Quanto inquina il rientro in atmosfera dei satelliti?
Una prima risposta arriva dal monitoraggio in aereo del rientro atmosferico di Salsa, uno dei quattro satelliti della costellazione Cluster di Esa.
Alcuni satelliti in orbita, quando non sono più operativi vengono fatti rientrare in atmosfera facendoli bruciare e disintegrare. Un processo distruttivo poco studiato e in grado di produrre sostanze inquinanti per l’atmosfera.
Per capire meglio tale impatto, è stato monitorato il rientro atmosferico di Salsa, uno dei quattro satelliti della costellazione Cluster di Esa, rientrato l’8 settembre 2024.
A bordo di un aereo dotato di 26 telecamere, un team di scienziati ha monitorato il rientro in diverse lunghezze d'onda della luce, scoprendo che l’inquinamento prodotto dall’incenerimento del satellite si è rivelato più debole di quanto atteso.
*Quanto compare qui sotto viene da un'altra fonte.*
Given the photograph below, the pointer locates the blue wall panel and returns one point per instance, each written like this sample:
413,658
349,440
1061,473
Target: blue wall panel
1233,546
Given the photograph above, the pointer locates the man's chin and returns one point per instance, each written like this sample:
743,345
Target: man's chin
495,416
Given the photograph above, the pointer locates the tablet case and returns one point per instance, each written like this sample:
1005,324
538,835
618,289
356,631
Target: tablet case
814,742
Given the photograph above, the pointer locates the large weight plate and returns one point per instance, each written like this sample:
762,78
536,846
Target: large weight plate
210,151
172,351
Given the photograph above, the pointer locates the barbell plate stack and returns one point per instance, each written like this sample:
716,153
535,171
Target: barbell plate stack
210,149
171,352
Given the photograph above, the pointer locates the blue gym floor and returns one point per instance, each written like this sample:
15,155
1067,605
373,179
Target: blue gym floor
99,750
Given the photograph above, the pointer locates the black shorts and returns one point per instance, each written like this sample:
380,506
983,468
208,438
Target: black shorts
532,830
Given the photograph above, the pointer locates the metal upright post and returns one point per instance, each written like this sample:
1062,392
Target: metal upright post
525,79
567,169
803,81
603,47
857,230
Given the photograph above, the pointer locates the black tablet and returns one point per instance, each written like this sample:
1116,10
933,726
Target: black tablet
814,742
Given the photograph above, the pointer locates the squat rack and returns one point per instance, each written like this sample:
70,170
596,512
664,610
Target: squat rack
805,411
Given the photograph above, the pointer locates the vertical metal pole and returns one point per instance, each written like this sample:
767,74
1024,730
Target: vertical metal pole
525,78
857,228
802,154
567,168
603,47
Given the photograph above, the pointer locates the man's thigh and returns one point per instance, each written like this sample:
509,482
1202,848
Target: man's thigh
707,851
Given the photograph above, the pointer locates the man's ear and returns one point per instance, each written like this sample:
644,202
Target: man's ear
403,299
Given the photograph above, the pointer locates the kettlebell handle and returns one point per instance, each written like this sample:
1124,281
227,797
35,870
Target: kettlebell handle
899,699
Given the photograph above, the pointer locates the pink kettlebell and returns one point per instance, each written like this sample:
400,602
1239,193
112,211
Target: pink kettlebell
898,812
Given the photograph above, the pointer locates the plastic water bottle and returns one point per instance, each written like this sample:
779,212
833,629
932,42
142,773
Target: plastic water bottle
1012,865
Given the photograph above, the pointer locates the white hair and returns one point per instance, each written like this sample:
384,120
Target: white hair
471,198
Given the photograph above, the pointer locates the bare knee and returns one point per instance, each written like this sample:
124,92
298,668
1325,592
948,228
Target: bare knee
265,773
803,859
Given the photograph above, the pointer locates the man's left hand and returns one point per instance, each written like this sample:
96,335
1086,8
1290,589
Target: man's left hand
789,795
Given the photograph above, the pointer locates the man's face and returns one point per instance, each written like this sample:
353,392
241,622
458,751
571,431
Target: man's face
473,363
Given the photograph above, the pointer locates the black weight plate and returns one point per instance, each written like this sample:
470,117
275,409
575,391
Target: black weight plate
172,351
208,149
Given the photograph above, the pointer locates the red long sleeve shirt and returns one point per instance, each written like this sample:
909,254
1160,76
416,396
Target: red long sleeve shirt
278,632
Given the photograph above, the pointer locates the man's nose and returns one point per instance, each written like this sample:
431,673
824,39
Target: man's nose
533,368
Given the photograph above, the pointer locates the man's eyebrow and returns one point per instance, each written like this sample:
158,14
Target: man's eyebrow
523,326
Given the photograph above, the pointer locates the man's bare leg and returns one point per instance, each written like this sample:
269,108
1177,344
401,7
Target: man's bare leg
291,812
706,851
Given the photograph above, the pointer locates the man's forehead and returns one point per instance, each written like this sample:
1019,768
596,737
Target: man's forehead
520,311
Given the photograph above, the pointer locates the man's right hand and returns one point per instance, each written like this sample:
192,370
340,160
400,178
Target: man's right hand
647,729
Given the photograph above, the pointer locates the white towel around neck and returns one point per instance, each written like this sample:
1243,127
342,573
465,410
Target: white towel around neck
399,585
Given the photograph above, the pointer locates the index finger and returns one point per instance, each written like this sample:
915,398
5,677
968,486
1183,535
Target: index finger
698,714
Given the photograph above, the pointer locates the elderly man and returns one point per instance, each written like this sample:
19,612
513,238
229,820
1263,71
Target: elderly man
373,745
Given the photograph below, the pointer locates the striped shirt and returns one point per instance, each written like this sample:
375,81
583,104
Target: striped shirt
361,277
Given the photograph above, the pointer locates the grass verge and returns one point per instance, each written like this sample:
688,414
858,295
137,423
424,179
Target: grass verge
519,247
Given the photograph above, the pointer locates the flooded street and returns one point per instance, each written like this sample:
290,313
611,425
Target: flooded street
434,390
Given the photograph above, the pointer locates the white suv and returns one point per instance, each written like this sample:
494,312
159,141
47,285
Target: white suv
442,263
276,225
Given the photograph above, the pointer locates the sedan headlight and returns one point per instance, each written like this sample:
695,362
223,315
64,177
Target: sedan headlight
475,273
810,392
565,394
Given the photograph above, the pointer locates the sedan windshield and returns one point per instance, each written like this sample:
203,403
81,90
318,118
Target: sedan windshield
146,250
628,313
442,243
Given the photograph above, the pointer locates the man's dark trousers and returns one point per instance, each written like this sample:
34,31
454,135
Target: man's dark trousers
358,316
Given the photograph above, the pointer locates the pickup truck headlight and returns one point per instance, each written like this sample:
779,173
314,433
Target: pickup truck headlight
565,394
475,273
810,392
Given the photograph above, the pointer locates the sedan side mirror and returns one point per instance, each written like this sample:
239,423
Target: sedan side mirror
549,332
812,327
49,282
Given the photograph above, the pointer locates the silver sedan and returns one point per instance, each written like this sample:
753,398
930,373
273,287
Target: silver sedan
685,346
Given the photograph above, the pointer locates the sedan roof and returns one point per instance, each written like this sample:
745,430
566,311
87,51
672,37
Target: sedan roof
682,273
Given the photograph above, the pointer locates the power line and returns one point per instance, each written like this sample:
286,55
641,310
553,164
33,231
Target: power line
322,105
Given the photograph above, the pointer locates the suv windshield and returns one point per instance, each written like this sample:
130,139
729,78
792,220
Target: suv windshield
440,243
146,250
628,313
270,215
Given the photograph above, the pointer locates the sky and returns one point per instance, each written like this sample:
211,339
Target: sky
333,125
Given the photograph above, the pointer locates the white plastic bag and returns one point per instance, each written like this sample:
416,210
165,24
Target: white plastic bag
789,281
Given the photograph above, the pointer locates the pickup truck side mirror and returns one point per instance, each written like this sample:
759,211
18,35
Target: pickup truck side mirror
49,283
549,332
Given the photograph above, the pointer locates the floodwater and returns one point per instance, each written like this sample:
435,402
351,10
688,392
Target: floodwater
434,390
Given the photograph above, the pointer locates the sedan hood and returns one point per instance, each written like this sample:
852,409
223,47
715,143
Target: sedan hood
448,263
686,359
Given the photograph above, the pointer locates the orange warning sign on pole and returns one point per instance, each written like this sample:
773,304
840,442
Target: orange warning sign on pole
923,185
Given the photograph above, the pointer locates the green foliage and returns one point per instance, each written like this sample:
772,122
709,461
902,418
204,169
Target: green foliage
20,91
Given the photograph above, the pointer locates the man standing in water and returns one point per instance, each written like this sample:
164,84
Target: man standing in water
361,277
La disintegrazione del satellite Salsa è avvenuta in meno di 50 secondi sopra l'Oceano Pacifico. Dopo la prima rottura a circa 80 km di quota, il team ha monitorato il processo di frammentazione del satellite per circa 25 secondi, perdendo le sue tracce a circa 40 km di quota.
Grazie ai filtri di diversi colori delle telecamere, il team ha rilevato durante la combustione il rilascio di litio, potassio e alluminio, non riuscendo tuttavia a svelare quanto di questi composti chimici sia rimasto in atmosfera o sia caduto sulla Terra sotto forma di minuscole goccioline.
Secondo i ricercatori, i serbatoi in titanio per il carburante del satellite, dal peso di 550 chilogrammi, potrebbero essere sopravvissuti al rientro, cadendo così nell'Oceano Pacifico.
I risultati della ricerca sono stati presentati all'inizio di aprile in occasione della Conferenza europea sui detriti spaziali tenutasi a Bonn, in Germania.